If he send the scourge of scarcity and great famine, he will that
we shall bear it patiently; but yet will he that we shall eat our
meat when we can get it. If he send us the plague of pestilence, he
will that we shall patiently take it; but yet will he that we let
blood, and lay plasters to draw it and ripen it, and lance it, and
get it away. Both these points teacheth God in scripture, in more
than many places. Fasting is better than eating, and hath more
thanks of God, and yet will God that we shall eat. Praying is
better than drinking, and much more pleasing to God, and yet will
God that we shall drink. Keeping vigil is much more acceptable to
God than sleeping, and yet will God that we shall sleep. God hath
given us our bodies here to keep, and will that we maintain them to
do him service with, till he send for us hence.
Now we cannot tell surely how much tribulation may mar the body or
peradventure hurt the soul also. Therefore the apostle, after he
had commanded the Corinthians to deliver to the devil the
abominable fornicator who forbore not the bed of his own father's
wife, yet after he had been a while accursed and punished for his
sin, the apostle commanded them charitably to receive him again and
give him consolation, "that the greatness of his sorrow should not
swallow him up." And therefore, when God sendeth the tempest, he
will that the shipmen shall get them to their tackling and do the
best they can for themselves, that the sea eat them not up. For
help ourselves as well as we can, he can make his plague as sore
and as long-lasting as he himself please.
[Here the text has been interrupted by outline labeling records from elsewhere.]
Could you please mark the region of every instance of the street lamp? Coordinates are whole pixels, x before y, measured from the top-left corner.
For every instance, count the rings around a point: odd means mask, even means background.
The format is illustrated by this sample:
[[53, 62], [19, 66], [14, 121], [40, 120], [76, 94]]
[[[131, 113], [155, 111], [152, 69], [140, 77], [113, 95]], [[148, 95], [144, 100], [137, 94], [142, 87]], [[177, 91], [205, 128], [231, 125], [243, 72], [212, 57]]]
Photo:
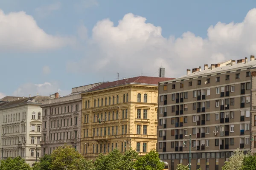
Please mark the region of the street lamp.
[[[188, 135], [185, 135], [185, 136], [188, 136]], [[190, 134], [189, 136], [189, 170], [191, 170], [191, 134]], [[183, 147], [185, 147], [186, 144], [185, 143], [185, 140], [183, 142]]]

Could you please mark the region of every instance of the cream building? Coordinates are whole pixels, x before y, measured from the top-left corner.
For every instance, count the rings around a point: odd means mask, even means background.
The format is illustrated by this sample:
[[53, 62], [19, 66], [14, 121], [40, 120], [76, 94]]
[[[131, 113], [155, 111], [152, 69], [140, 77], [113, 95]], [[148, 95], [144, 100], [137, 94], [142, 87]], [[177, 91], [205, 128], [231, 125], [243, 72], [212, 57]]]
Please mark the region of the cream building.
[[39, 160], [42, 127], [40, 105], [49, 98], [38, 93], [33, 97], [18, 98], [0, 104], [2, 159], [20, 156], [30, 166], [36, 159]]
[[140, 155], [156, 149], [158, 82], [172, 79], [130, 78], [82, 93], [81, 153], [94, 159], [115, 148], [131, 147]]

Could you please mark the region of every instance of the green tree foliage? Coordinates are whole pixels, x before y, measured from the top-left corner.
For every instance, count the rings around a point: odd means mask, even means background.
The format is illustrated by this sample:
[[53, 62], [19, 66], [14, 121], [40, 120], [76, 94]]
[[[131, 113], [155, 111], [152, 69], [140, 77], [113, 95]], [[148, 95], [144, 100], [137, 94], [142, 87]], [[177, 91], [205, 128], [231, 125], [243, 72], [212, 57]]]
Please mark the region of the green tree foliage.
[[135, 170], [163, 170], [164, 168], [164, 163], [160, 161], [158, 153], [152, 150], [137, 159], [134, 168]]
[[6, 160], [2, 160], [0, 164], [1, 170], [31, 170], [31, 168], [25, 160], [20, 156], [15, 158], [9, 157]]
[[225, 162], [225, 165], [222, 167], [222, 170], [241, 170], [243, 166], [244, 158], [248, 156], [250, 153], [247, 155], [244, 154], [244, 151], [238, 149], [234, 151], [234, 154], [229, 158], [229, 161]]
[[244, 158], [242, 170], [256, 170], [256, 156], [248, 155]]

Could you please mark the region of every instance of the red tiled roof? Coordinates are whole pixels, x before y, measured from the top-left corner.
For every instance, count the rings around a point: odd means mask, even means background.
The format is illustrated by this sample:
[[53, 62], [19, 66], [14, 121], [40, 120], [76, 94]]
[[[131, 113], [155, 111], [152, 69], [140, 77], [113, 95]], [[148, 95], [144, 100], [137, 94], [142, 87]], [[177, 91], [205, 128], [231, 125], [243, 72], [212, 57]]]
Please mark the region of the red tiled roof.
[[138, 77], [127, 78], [126, 79], [121, 79], [118, 81], [115, 81], [114, 82], [105, 82], [90, 89], [89, 90], [87, 91], [87, 92], [94, 91], [131, 83], [144, 84], [158, 85], [159, 82], [171, 80], [173, 79], [174, 79], [174, 78], [140, 76]]

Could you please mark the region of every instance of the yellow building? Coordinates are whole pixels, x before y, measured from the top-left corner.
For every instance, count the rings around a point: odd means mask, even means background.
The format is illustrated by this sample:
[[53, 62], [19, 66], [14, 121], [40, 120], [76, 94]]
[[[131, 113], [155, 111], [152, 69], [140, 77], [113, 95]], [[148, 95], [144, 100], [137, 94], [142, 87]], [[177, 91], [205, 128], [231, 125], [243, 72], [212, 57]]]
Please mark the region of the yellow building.
[[133, 77], [82, 94], [81, 153], [94, 159], [115, 148], [131, 147], [140, 155], [156, 149], [158, 82], [172, 79]]

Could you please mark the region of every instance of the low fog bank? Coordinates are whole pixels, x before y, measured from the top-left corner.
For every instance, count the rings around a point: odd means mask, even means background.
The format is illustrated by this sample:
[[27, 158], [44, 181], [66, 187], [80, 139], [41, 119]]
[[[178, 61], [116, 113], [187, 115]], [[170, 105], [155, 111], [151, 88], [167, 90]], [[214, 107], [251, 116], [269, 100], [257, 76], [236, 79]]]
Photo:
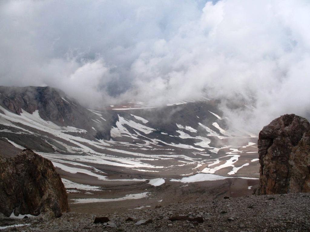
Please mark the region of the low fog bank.
[[220, 99], [257, 133], [309, 118], [306, 0], [0, 3], [0, 84], [49, 85], [94, 107]]

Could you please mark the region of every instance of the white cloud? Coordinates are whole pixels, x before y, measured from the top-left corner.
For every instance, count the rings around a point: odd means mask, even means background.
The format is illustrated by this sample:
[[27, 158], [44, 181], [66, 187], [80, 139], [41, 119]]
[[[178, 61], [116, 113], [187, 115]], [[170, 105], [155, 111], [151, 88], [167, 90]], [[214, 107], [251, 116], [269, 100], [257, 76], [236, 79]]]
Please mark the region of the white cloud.
[[257, 130], [308, 114], [309, 11], [306, 0], [4, 1], [0, 84], [84, 103], [242, 100], [255, 109], [227, 115]]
And as he will that we do for ourselves, so will he that we do for
our neigbour too. And he will that we shall in this world have pity
on each other and not be _sine affectione,_ for which the apostle
rebuketh them that lack their tender affection here. So of charity
we should be sorry too for the pain of those upon whom, for
necessary cause, we ourselves be driven to put it. And whosoever
saith that for pity of his neighbour's soul he will have no pity of
his body, let him be sure that, as St. John saith, "He that loveth
not his neighbour whom he seeth, loveth but little God, whom he
seeth not," so he who hath no pity on the pain that he seeth his
neighbour feel before him, pitieth little (whatsoever he say) the
pain of his soul that he seeth not.
Yet God sendeth us also such tribulation sometimes because it is
his pleasure to have us pray unto him for help. And therefore, the
scripture telleth that, when St. Peter was in prison, the whole
church without intermission prayed incessantly for him, and at
their fervent prayer God by miracle delivered him. When the
disciples in the tempest stood in fear of drowning, they prayed
unto Christ and said, "Save us, Lord, we perish," and then at their
prayer he shortly ceased the tempest. And now see we proved often
that in sore weather or sickness by general processions God giveth
gracious help. And many a man in his great pain and sickness, by
calling upon God is marvellously made whole. This is the goodness
of God who, because in wealth we remember him not, but forget to
pray to him, sendeth us sorrow and sickness to force us to draw
toward him, and compelleth us to call upon him and pray for release
of our pain. When we learn thereby to know him and to pray to him,
we take a good occasion to fall afterward into further grace.